Comic adaptation in Bengali theatre must tread carefully not to counter its source’s objective. Chandan Sen based Sayak’s Premkathā on Moliere’s classic The Miser, but in content and form it deviates from the original. The legendary French director Jean-Louis Barrault stated that the most tragic French plays are the most comic, like Moliere’s masterpieces. By directing Premkathā as a merry romantic farce, Meghnad Bhattacharya makes it funny on the surface, but misses the profound social satire underneath and its immediacy for us: obsession with money makes Moliere’s protagonist a perfect illustration of our galloping capitalism.
Scholars place The Miser among Moliere’s finest achievements, his top four comedies of character, and Bhattacharya as the maladjusted lead excels like only he can. However, Sen denies him the occupation of usurer breeding wealth for its own sake, turning him into a cloth merchant instead. The other dramatis personae in the production exemplify caricature rather than portraiture, while the supernumerary (and superfluous) clowns do not appear at all in Moliere. My wish remains: for a Bengali director with the guts to adapt Moliere’s Tartuffe to India’s present climate.
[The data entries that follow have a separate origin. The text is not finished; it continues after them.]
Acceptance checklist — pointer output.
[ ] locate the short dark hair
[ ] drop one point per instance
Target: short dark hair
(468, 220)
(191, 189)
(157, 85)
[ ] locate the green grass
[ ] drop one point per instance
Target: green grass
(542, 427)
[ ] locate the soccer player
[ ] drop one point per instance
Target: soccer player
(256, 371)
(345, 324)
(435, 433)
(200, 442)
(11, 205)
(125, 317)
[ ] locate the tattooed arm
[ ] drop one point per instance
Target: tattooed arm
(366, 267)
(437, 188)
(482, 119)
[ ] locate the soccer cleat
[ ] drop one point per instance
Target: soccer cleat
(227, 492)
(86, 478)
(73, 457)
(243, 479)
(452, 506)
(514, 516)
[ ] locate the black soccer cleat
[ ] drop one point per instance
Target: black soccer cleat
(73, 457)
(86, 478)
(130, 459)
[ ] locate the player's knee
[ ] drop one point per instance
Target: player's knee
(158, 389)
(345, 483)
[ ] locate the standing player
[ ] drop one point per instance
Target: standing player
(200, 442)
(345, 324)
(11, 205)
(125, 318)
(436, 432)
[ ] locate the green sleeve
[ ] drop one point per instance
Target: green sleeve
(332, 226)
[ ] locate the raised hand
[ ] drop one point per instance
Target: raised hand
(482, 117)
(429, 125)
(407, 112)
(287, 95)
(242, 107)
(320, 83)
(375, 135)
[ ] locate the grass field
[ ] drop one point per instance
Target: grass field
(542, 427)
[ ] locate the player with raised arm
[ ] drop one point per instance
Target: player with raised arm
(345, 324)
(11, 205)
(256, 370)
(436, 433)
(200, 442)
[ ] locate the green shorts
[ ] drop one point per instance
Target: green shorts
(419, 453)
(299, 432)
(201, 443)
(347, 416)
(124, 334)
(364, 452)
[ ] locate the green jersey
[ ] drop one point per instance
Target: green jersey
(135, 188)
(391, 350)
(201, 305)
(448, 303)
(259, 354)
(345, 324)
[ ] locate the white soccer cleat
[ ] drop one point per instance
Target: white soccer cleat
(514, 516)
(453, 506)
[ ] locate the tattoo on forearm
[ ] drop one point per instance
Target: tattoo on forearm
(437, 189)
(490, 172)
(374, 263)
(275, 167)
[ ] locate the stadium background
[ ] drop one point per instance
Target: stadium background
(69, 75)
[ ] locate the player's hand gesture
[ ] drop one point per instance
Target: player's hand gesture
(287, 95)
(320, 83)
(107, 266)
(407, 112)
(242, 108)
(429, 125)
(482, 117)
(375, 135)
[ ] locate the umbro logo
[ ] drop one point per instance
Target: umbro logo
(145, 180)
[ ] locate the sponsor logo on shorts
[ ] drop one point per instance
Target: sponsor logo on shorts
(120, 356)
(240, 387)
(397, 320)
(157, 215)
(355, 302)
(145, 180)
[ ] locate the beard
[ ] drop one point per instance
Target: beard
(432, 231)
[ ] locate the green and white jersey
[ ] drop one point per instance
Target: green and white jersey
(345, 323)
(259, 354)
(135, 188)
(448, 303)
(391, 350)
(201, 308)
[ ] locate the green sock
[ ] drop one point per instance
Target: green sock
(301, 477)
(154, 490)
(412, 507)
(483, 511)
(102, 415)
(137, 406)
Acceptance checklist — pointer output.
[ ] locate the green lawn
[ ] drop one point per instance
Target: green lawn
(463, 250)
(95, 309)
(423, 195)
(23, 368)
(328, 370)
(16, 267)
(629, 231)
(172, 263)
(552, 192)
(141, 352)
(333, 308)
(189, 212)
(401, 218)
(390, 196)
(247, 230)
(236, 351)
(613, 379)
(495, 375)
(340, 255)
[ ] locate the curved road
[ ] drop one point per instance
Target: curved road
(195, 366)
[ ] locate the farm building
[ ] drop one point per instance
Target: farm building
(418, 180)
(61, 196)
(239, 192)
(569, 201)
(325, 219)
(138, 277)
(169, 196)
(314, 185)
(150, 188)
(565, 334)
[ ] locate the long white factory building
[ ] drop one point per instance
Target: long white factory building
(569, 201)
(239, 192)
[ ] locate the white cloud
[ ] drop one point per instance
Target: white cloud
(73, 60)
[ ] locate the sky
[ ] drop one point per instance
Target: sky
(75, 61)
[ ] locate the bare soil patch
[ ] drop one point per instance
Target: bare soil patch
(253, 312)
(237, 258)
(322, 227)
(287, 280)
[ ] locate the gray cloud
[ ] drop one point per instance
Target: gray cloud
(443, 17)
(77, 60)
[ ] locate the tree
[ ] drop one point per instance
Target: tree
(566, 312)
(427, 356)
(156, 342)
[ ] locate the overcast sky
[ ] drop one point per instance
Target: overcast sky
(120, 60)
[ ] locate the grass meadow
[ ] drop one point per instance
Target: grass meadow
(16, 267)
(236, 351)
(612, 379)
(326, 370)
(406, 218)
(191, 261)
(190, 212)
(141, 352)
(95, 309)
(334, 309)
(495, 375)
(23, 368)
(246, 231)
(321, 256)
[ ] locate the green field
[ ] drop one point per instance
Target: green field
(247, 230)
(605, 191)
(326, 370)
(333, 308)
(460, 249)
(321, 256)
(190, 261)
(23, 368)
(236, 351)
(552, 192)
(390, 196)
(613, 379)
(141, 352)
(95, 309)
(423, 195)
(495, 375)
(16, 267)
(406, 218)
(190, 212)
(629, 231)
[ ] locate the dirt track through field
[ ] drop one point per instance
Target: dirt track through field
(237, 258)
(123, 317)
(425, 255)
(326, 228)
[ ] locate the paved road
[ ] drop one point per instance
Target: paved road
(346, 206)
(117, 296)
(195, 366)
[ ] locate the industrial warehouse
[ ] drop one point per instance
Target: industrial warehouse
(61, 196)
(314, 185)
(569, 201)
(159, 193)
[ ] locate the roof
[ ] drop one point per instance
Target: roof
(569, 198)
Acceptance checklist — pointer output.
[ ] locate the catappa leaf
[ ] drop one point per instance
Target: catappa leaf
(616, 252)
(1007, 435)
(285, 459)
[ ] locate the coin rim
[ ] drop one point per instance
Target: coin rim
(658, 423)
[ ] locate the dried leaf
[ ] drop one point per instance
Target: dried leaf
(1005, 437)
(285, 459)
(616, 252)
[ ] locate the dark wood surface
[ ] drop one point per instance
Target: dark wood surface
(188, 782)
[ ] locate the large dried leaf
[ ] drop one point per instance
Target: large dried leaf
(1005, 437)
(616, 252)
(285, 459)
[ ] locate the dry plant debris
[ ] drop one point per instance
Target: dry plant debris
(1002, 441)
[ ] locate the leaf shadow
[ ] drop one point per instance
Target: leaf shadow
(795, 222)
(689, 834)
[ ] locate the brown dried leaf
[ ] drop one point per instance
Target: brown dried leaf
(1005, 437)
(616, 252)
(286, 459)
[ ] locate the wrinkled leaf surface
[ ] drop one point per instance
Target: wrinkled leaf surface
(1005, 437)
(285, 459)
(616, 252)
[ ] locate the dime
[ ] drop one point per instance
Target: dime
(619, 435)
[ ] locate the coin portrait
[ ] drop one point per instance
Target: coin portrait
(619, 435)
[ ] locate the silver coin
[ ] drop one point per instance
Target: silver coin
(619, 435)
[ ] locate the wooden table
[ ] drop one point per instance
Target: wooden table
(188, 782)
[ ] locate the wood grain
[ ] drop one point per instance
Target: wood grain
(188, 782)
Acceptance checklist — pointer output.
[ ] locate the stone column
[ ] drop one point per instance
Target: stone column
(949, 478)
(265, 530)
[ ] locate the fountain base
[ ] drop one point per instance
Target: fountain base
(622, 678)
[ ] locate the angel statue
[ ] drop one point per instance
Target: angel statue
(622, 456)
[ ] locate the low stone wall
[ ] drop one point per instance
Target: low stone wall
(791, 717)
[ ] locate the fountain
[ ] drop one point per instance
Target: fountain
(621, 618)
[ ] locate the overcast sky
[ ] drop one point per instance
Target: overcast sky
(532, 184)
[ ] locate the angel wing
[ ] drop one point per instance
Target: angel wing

In contrast, the fledgling repertory of Beadon Street Subham workshopped Parashuram’s short story Mahesher Mahājātrā into the punny Shab (“corpse”) Charitra Kālpanik, keeping the absurdist spirit even while expanding it. Two friends constantly bicker about the existence of ghosts, their quarrel culminating in a finale worthy of dark comedy a la Ionesco. Although Kallol Lahiri’s dramatization needs editing because of the length or irrelevance of some scenes, director Anamitra Khan sustains a fast and snappy pace, powered by the youthful energy of nearly 30 actors and an eclectic soundtrack from blues to Bangla band. He also creates several truly creepy images, such as nooses swinging down for five simultaneous suicides by hanging, or a female wraith whose glowing 12-inch-long fingernails appear before the rest of her does. Ironically, the amount of onstage smoking guarantees the birth of many ghosts before their time.